Pour bien comprendre comment on casse un algorithme ou un protocole, il faut d'abord comprendre comment il fonctionne. Dans cette première partie, nous allons donc regarder le fonctionnement de WEP. WEP est un protocole cryptographique dont l'objet est d'offrir aux réseaux sans-fil 802.11 une sécurité comparable à celle qui existe dans un réseau 802.1. Il doit donc fournir au niveau 2 des mécanismes d'authentification, de préservation de la confidentialité et de contrôle d'intégrité. Pour les offrir, WEP s'appuie sur l'algorithme de chiffrement de flux RC4 et sur une somme CRC32.
Le contrôle d'intégrité est donc réalisé par calcul d'une somme CRC32 sur les données du message. Cette somme sera placé à la suite des données, l'ensemble étant par la suite chiffré. Ce chiffrement est assuré par RC4. Cet algorithme reprend le principe du masque jetable (OTP). Il est constitué d'un générateur de données pseudo-aléatoire dont la sortie dépend d'une clé de 64 ou 128 bits avec lequel on l'initialise. On génère donc un flux de données de taille identique au flux de données à chiffrer et on fait un XOR entre les deux, le déchiffrement se faisant alors par XOR entre le chiffré et le même flux pseudo-aléatoire. Or, dans le cas présent, nous ne voulons pas protéger un flux de données, mais des trames distinctes. Il conviendra donc de réinitialiser RC4 à chaque envoi de trame. Comme l'algorithme repose sur XOR, on veut éviter la réutilisation des clés. C'est pourquoi on va découper notre clé RC4 en deux. Un premier jeu de 24 bits aléatoires (et transmis en clair en entête de trame) appelé vecteur d'initialisation (IV) qui précèdera une clé fixe de 40 ou 104 bits, dite clé WEP (K), selon qu'on désire un chiffrement à 64 ou 128 bits. Ainsi, on espère faire tourner les clés de chiffrement. Pour un message M clair (|| représentant l'opérateur de concaténation et ICV le calcul du CRC32), son chiffré sera donc :
P = RC4(IV||K) XOR (M||ICV(M))
L'authentification, enfin, est réalisée en vérifiant que la partie qui demande à s'authentifier possède bien la clé WEP. Le point d'accès envoie un challenge aléatoire de 128 octets à partir duquel la station désireuse de s'associer devra construire une trame de réponse correctement chiffrée à renvoyer. Il suffira alors à l'AP de vérifier le bon déchiffrement de cette trame.
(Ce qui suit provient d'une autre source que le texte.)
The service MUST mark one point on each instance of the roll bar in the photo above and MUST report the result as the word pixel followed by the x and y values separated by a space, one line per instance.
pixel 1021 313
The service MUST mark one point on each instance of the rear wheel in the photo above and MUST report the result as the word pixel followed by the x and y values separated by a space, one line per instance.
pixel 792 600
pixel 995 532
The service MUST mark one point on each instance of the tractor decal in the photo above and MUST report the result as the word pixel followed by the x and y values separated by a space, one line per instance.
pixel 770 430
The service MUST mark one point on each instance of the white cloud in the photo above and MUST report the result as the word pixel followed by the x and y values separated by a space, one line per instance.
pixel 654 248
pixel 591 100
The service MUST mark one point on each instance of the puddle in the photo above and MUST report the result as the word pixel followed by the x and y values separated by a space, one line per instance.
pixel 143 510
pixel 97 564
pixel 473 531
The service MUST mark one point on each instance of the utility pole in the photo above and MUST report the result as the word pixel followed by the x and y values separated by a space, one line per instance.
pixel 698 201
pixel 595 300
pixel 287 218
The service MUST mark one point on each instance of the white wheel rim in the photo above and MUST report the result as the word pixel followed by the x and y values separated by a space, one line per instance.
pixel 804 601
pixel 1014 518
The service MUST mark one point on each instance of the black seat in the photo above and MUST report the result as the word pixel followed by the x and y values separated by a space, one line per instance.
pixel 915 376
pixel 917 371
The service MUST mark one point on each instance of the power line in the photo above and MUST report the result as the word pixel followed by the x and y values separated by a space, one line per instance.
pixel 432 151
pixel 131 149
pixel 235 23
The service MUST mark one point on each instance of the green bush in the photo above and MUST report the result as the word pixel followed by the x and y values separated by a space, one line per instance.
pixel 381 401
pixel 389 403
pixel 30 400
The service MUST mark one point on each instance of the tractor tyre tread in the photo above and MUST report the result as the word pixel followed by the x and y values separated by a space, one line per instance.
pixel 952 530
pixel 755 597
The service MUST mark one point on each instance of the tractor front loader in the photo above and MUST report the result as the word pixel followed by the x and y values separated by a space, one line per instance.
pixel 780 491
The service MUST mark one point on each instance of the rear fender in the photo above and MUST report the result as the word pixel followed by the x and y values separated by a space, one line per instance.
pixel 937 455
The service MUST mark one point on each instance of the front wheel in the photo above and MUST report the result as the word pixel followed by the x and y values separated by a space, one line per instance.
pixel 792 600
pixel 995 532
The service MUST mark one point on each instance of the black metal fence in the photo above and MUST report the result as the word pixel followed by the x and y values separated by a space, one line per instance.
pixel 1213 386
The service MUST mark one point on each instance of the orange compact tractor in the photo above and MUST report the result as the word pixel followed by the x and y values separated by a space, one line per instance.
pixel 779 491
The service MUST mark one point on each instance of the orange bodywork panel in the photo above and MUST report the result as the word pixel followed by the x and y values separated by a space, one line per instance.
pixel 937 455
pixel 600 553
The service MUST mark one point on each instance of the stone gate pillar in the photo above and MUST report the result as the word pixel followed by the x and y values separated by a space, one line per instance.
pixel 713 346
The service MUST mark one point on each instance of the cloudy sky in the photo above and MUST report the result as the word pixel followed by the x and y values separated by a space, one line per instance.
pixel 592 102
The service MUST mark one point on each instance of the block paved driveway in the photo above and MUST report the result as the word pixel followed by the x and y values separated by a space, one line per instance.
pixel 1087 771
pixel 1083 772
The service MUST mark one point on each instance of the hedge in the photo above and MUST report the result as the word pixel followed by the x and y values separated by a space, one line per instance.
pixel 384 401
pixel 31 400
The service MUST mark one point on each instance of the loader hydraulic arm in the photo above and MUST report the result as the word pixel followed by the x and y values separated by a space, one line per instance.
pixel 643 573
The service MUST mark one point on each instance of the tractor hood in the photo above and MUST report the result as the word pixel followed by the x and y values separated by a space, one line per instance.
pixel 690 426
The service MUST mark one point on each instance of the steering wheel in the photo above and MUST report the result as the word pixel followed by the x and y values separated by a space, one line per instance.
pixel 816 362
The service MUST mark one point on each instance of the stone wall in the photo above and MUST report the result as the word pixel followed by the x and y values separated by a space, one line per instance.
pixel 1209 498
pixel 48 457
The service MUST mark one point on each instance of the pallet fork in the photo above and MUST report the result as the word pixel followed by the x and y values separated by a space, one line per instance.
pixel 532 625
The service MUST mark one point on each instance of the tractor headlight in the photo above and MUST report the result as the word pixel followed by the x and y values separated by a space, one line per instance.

Déjà, on peut voir plusieurs problèmes. D'abord, ce protocole n'inclue aucun mécanisme permettant d'empêcher le rejeu ou l'injection arbitraire de données, ce qui, nous le verrons, donnera à un attaquant des outils très efficace dans le cassage de WEP. Ensuite, un CRC32 est généralement utilisé pour détecter des erreurs de transmissions (cf. ethernet) parce que, léger soucis, ce type de somme n'a pas les propriétés nécessaires pour assurer un bon contrôle d'intégrité, en particularité à cause de sa linéarité. Il est ainsi simple de compenser un CRC32 quand on modifie le message sur lequel il est calculé, même en ayant peu de connaissances sur le contenu de ce message. Et quand on voit que l'opération XOR est également linéaire, les premières idées commencent à germer. Le contrôle d'intégrité ne fonctionne donc pas.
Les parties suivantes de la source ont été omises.